Noch immer ist die Zahl der informativen Sachbücher im Bereich
der lateinamerikanischen Musik erstaunlich gering, jedenfalls in englischer
Sprache. Da nimmt man das Buch eines kubanischen Musikers (Alt- und
Baritonsaxophon) besonders erwartungsvoll zur Hand. Man wird auch einerseits
nicht enttäuscht: Viele Namen von Musikern, Bands und Veranstaltungsorten
tauchen auf, die für uns neu sind. Aber andererseits stellen sich
auch eine grundsätzliche und einige praktische Fragen.

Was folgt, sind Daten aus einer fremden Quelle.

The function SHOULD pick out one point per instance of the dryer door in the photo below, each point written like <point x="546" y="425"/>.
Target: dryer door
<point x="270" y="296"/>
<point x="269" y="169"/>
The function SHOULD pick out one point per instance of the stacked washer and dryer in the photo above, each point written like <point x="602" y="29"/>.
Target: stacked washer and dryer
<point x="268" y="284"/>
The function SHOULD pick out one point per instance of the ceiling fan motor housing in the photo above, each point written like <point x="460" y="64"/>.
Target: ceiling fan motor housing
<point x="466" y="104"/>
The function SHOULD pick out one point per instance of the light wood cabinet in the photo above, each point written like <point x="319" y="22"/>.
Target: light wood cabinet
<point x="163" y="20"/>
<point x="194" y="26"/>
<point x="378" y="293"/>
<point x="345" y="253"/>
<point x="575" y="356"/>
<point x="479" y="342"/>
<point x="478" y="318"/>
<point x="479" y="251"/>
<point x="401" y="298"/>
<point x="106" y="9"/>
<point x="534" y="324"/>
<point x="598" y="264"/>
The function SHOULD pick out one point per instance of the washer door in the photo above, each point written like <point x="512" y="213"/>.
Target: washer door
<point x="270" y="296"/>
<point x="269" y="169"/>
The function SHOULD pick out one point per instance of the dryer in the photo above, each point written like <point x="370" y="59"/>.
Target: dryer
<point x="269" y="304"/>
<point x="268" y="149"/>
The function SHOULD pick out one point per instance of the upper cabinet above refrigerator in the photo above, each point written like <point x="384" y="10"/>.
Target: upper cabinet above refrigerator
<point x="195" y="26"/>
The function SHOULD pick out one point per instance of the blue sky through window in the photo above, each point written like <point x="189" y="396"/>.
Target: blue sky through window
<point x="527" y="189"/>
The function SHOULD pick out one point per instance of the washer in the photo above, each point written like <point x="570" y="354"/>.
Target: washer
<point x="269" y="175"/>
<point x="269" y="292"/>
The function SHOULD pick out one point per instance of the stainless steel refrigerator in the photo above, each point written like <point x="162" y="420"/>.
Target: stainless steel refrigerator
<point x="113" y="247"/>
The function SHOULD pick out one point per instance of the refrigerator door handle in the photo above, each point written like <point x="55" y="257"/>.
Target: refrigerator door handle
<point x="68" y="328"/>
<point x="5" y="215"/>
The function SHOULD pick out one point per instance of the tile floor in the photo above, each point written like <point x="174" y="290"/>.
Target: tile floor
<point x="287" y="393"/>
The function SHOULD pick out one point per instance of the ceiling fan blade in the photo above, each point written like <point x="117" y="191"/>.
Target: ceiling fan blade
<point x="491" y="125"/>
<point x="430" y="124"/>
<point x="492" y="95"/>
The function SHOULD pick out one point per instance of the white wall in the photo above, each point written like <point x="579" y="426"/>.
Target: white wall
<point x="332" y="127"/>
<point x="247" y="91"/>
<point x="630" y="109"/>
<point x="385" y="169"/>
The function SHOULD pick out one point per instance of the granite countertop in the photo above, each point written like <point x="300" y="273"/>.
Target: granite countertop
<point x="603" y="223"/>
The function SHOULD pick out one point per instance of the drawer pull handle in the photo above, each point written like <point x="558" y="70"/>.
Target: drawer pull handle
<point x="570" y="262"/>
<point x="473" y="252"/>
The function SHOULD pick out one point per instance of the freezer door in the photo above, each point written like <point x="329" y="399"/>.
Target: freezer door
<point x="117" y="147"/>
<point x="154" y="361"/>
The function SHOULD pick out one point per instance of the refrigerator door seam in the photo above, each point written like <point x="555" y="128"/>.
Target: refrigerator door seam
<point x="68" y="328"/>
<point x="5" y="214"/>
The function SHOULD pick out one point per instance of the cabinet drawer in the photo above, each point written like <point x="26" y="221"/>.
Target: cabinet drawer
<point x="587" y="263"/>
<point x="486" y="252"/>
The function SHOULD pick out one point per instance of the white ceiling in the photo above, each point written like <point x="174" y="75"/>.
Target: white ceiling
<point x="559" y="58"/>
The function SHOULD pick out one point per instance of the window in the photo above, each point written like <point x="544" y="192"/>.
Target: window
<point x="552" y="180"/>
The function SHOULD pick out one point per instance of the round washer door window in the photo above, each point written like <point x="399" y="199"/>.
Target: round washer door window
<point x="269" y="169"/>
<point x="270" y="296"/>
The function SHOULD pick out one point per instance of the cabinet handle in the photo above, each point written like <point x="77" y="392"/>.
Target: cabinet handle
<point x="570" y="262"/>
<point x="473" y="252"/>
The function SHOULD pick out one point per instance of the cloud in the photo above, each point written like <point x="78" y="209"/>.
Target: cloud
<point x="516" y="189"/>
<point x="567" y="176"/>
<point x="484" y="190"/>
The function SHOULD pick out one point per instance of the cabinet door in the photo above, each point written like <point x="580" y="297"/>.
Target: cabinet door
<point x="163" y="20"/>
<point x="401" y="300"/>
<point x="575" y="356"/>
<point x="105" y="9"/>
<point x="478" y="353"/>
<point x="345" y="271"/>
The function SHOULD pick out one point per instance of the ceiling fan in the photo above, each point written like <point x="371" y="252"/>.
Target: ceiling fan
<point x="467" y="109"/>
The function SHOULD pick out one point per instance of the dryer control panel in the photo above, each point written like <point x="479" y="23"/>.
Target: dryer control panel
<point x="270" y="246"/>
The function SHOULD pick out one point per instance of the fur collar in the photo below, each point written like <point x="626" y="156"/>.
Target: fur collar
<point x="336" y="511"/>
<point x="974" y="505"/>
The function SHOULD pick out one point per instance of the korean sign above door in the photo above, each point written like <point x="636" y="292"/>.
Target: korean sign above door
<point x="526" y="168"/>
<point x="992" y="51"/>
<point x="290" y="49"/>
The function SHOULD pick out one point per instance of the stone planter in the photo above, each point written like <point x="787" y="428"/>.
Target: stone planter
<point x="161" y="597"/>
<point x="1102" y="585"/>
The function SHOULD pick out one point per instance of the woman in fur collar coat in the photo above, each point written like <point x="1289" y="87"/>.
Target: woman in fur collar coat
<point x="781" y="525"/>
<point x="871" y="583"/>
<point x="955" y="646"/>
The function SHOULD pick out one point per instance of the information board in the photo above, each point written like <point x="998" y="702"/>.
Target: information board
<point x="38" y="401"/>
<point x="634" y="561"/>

Der Untertitel des Buches ist eine gewaltige Übertreibung. Ob
es 1901 (die spanische Originalausgabe ist 2001 in Kolumbien erschienen)
schon eine Musik gab, die sich als Jazz bezeichnen lässt, ist selbst
für New Orleans fraglich. Es geht in Wirklichkeit in diesem Buch
um Jazzeinflüsse in der kubanischen Musik seit den 20er-Jahren.
Der Autor über das Riverside Orchestra von 1938: „Like many
other Cuban jazz bands the Riverside never really played jazz except
for Glenn Miller type American band arrangements…“ (S. 46).
Wir würden trotzdem gerne Beispiele hören, aber „…the
recording industry [in Kuba] of the 1920s and ’30s was never interested
in ‚Cuban‘ or ‚Latin jazz‘…“ (S.
36).
Schade – ,aber dann hätte man dem Buch doch wenigstens aus
späteren Zeiten eine CD mit historischen Aufnahmen beilegen können
und eine Diskografie hinzufügen. So bleibt die Musik im Dunkeln.
Trotzdem eine interessante Arbeit, der hoffentlich weitere folgen, dann
aber bitte mit klingenden Musikbeispielen und Analysen.